Confessions of a Meat Freak

Jul 27, 2012

Eating meat is so important to my diet that, when I’m traveling on business, I pack an emergency can of Spam. There are times when, rushing to get to a meeting in my rental car, I crack open a can, shape a makeshift spoon/fork/knife out of the lid, and shovel the pink, salty, unctuous processed pork into my mouth with one hand while gripping the steering wheel with the other.

By the time half the can’s contents are down my gullet, I can feel the meat’s healing powers as it nourishes my body, sharpens my brain and calms my soul. For me, a day that starts with meat is going to be a good day.

I don’t know why meat and I get along so well. I know there’s a popular theory that says people have different dietary needs based on their blood type. Some are natural omnivores, others are wired to thrive on pure animal protein, and some, the poor sods, are genetically predisposed to eat nothing but vegetables. I’m not sure of my blood type, but I know that meat is good for me, and I’m glad, because I love it so.

I’m not alone. Most humans love meat. Our cravings for fleisch are inexorably tied to memories of past meals: the sound of a steak hitting a hot skillet; the aroma of a plump, glistening turkey as an oven door is pulled open; the dark, shiny, bubbling surface of a pot full of braised lamb shanks; the multi-sensory explosion of a smoky, fat, juicy pork shoulder, fresh from the smoker at the magic moment that it’s first pulled apart. Each new meat-eating experience conjures up and connects us with a rich stew of Proustian remembrances of meats past, each bite building on the last and adding to the richness of the current meat moment.
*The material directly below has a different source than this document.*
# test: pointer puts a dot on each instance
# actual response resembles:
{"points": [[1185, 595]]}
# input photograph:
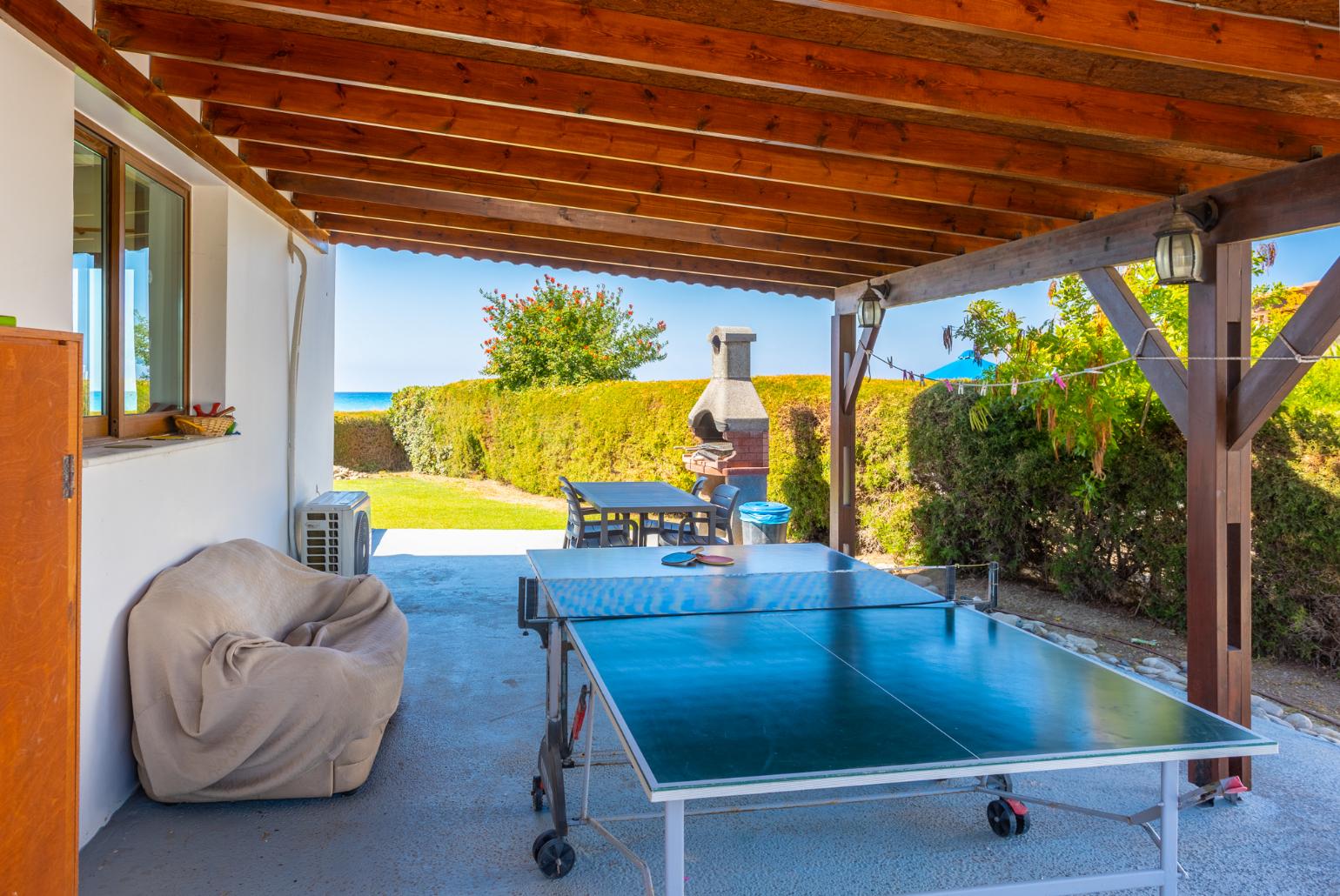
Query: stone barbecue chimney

As someone who has seared, fried, boiled, baked and barbecued and eaten enough meat to feed several armies, I’ve developed some strong preferences for certain types of meat and cooking techniques , but it’s impossible to narrow them down to one favourite.

Real Barbecued RibsHow can one choose between a bite of tender, succulent pork rib with its salty crust and sweet, tangy coating of sauce, and the first glistening slice of chicken breast that’s been carved from the bird, its golden skin hiding under a pool of velvety gravy?

How can anyone claim that a bright pink, bone-thick slab of pepper-crusted prime rib roast, with its quivering eye of silken fat, is better than a pan-seared duck breast, its bacon-crisp skin competing for attention with the silky smooth rare meat that accompanies every forkful?

And is it really fair to compare the dark richness of fork-tender beef short ribs that have been braised for hours in red wine and veal stock with a rack of lamb coated with sea salt and herbs and grilled for a few minutes over a charcoal fire?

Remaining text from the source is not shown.